Across the bay from Bantham is Janice Walton, a landscape artist whose art is in thrall to what is outside her window in Bigbury-on-Sea on Devon's south-west coast. Her attic studio looks out on to Burgh Island, home to a renowned Art Deco hotel that was the setting for several Agatha Christie novels. So in love is Walton with this vista that she has replicated it on countless canvases. Bigbury-on-Sea is also notable for the hordes that unfurl their deckchairs in the summer on the stretch of sand that links the mainland with the island. We roll up our trousers and hit the beach to join the sun-worshippers taking advantage of low tide, with Burgh Island in the middle distance.
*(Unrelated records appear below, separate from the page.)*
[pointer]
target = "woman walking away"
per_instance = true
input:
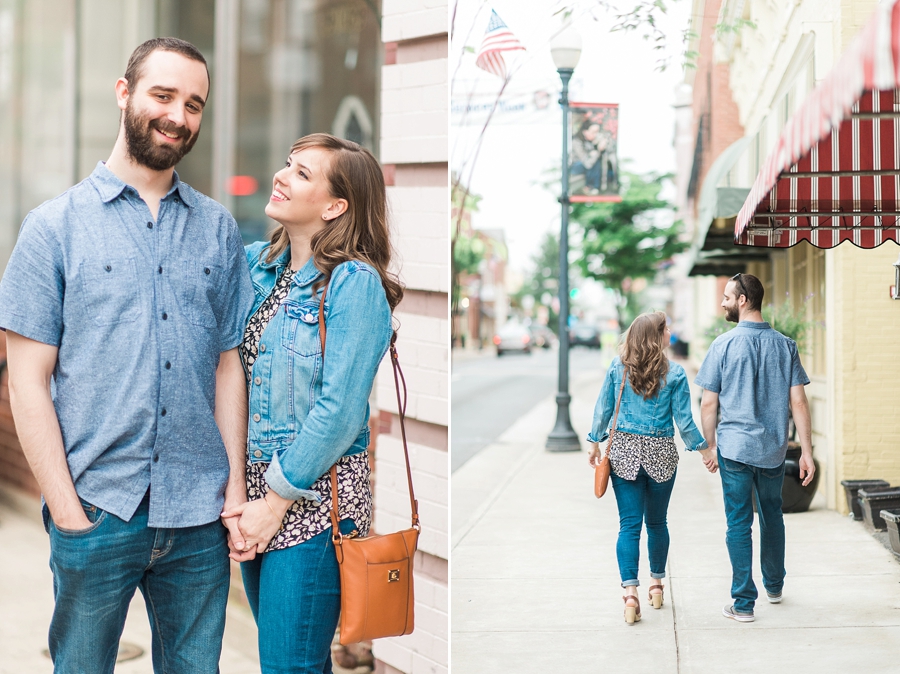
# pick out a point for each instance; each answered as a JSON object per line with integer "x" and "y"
{"x": 308, "y": 410}
{"x": 643, "y": 457}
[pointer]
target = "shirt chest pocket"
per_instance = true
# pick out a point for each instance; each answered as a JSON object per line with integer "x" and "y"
{"x": 300, "y": 328}
{"x": 199, "y": 291}
{"x": 110, "y": 290}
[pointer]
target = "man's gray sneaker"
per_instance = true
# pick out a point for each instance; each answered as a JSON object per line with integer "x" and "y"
{"x": 729, "y": 612}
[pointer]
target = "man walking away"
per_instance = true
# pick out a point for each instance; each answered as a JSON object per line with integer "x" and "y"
{"x": 129, "y": 292}
{"x": 753, "y": 374}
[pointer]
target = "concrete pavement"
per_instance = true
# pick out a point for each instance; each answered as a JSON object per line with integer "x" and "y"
{"x": 535, "y": 585}
{"x": 26, "y": 604}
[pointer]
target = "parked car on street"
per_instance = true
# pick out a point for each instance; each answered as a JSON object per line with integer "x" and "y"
{"x": 584, "y": 335}
{"x": 513, "y": 337}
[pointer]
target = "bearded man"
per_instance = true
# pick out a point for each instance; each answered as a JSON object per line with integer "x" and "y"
{"x": 128, "y": 293}
{"x": 753, "y": 373}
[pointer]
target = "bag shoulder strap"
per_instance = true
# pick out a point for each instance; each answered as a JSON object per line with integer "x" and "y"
{"x": 401, "y": 408}
{"x": 612, "y": 431}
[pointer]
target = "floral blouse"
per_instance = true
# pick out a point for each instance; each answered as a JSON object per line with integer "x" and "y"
{"x": 306, "y": 519}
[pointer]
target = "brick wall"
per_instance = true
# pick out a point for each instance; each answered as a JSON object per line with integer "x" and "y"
{"x": 863, "y": 368}
{"x": 713, "y": 101}
{"x": 414, "y": 150}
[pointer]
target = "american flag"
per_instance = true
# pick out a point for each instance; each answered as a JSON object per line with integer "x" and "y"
{"x": 497, "y": 39}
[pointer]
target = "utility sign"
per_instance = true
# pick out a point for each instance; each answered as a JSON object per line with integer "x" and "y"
{"x": 593, "y": 159}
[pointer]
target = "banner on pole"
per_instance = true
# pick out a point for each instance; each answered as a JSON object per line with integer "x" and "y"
{"x": 593, "y": 160}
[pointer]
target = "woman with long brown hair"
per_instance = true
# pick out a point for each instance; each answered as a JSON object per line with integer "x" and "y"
{"x": 308, "y": 412}
{"x": 643, "y": 458}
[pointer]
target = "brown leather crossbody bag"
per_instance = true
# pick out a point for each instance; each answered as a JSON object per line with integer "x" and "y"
{"x": 376, "y": 571}
{"x": 601, "y": 470}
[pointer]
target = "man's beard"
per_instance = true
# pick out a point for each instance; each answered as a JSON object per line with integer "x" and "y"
{"x": 731, "y": 314}
{"x": 145, "y": 150}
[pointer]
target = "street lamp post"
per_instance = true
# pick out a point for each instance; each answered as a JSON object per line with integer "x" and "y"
{"x": 566, "y": 50}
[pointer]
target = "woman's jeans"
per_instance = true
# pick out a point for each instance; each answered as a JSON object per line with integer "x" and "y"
{"x": 182, "y": 573}
{"x": 642, "y": 500}
{"x": 739, "y": 482}
{"x": 295, "y": 596}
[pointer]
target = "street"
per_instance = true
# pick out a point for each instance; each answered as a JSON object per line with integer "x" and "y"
{"x": 490, "y": 393}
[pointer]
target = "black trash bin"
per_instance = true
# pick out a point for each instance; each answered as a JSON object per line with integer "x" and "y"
{"x": 873, "y": 502}
{"x": 891, "y": 518}
{"x": 851, "y": 490}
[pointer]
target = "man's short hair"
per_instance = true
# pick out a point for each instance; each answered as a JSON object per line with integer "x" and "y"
{"x": 135, "y": 67}
{"x": 750, "y": 287}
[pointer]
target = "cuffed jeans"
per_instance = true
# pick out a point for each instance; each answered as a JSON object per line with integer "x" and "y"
{"x": 640, "y": 501}
{"x": 295, "y": 596}
{"x": 182, "y": 573}
{"x": 739, "y": 481}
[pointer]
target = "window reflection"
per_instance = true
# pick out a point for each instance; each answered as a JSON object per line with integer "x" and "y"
{"x": 305, "y": 66}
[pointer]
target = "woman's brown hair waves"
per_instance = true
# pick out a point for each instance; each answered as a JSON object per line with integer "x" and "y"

The next day, we move inland to the moor where leafy lanes give way to a spread of desolate, heather-clad hills. We pass through Chagford, where we meet a felt maker who creates extraordinary, flower-strewn shrouds, and a potter who works out of a garden studio roughly the size of a telephone box.

A few miles away outside the village of Throwleigh, we visit Chris Chapman, whose photographs grace the permanent collections of London's V&A and the International Center of Photography in New York. While my daughter helps to feed the chickens, he tells me how his work was transformed by his move to Devon in the early Seventies.

Chris has devoted himself to documenting all aspects of Dartmoor life, from portraits of weather-beaten farmers herding their sheep down country lanes and livestock auctioneers at work, to fresh-faced soldiers on exercise. He also gives us the low-down on Dartmoor's best pubs. Thanks to him, we have a fantastic lunch in Widecombe at the Rugglestone Inn.

Nothing teaches you about a place better than the people who live there, of course, and viewing local art at such close quarters is a terrific way to remove yourself from the tourist trail. After three days of being welcomed into people's kitchens, being fed scones and tea, and learning about their work, we start to see Devon through the eyes of the artists who live here. It's a spectacular view.

Getting around

* O'Connors Campers, based in Okehampton (01837 659599;, offers hire of two-, four-, five- and six-berth VW campervans. Prices start at £375 for four nights in September.

Staying there

* Barley Meadow Camping and Caravan Park (01647 281629; has pitches starting at £17.30 for two people. Children under six stay free.

* The River Dart Country Park (01364 652511; offers pitches starting at £17 for two. Under threes stay free.

Visiting there

* Devon Open Studios runs 3-18 September. An event guide is available at

Standard opening times are 11am to 6pm, though on Thursdays (8 and 15 September) some studios will open until 8pm.